Pernyataan tersebut disampaikan menyusul tingginya angka kecelakaan yang masih terjadi di Kota Kupang. Ia menegaskan bahwa tidak ada seorang pun yang berangkat dari rumah dengan tujuan mengalami kecelakaan.
“Tidak ada orang yang berkendara ingin kecelakaan. Semua pasti ingin berangkat dan pulang dengan selamat. Karena itu, kalau mau selamat ya harus berkendara dengan baik,” ujarnya.
Faktor Jalan Rusak Masih Menjadi Perhatian
Selain faktor manusia, Ade mengakui kondisi infrastruktur jalan juga turut memengaruhi tingkat kecelakaan di sejumlah titik di Kota Kupang.
Untuk mengantisipasi hal tersebut, Satlantas Polresta Kupang Kota bersama Direktorat Lalu Lintas Polda NTT telah melakukan survei lapangan terhadap sejumlah ruas jalan yang dinilai rawan kecelakaan akibat kerusakan jalan.

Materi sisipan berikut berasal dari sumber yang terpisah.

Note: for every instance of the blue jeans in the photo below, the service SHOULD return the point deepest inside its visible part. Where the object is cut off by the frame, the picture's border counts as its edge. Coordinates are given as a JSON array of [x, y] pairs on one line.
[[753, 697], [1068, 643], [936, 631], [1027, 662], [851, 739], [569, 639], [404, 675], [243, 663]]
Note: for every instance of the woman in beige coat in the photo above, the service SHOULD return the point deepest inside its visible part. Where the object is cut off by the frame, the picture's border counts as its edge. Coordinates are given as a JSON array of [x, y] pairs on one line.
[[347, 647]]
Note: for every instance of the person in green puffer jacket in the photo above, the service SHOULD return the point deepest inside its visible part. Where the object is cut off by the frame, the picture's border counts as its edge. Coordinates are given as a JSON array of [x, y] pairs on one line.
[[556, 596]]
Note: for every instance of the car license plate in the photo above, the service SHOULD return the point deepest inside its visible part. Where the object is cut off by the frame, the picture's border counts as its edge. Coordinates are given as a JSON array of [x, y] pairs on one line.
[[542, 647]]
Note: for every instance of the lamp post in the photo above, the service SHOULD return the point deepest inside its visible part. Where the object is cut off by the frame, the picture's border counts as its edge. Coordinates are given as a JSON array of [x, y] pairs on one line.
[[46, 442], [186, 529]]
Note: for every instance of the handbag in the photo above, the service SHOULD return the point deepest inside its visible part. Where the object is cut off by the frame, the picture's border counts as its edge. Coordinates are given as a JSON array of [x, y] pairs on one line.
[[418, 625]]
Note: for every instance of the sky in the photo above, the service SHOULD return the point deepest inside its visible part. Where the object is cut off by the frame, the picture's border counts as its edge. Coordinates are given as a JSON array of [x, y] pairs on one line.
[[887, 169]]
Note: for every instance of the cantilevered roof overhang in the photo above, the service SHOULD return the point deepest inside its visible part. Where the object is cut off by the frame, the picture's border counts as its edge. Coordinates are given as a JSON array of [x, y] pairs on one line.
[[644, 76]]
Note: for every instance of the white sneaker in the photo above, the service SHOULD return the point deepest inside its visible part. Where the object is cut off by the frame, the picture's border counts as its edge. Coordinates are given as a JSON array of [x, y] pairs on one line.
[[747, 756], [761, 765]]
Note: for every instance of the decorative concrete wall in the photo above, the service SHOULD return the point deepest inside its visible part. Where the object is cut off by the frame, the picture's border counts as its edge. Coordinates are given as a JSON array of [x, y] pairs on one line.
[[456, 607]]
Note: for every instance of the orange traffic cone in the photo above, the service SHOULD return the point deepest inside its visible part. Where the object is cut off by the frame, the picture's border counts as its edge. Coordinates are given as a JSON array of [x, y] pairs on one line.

Kegiatan tersebut melibatkan berbagai pihak, termasuk Dinas Pekerjaan Umum (PU) dan Dinas Perhubungan (Dishub), guna mempercepat langkah perbaikan di lapangan.
“Kami sudah melakukan survei bersama Ditlantas, PU, dan Dishub terhadap jalan-jalan yang rusak. Beberapa titik yang berpotensi menimbulkan kecelakaan sudah menjadi perhatian untuk dilakukan perbaikan,” jelasnya.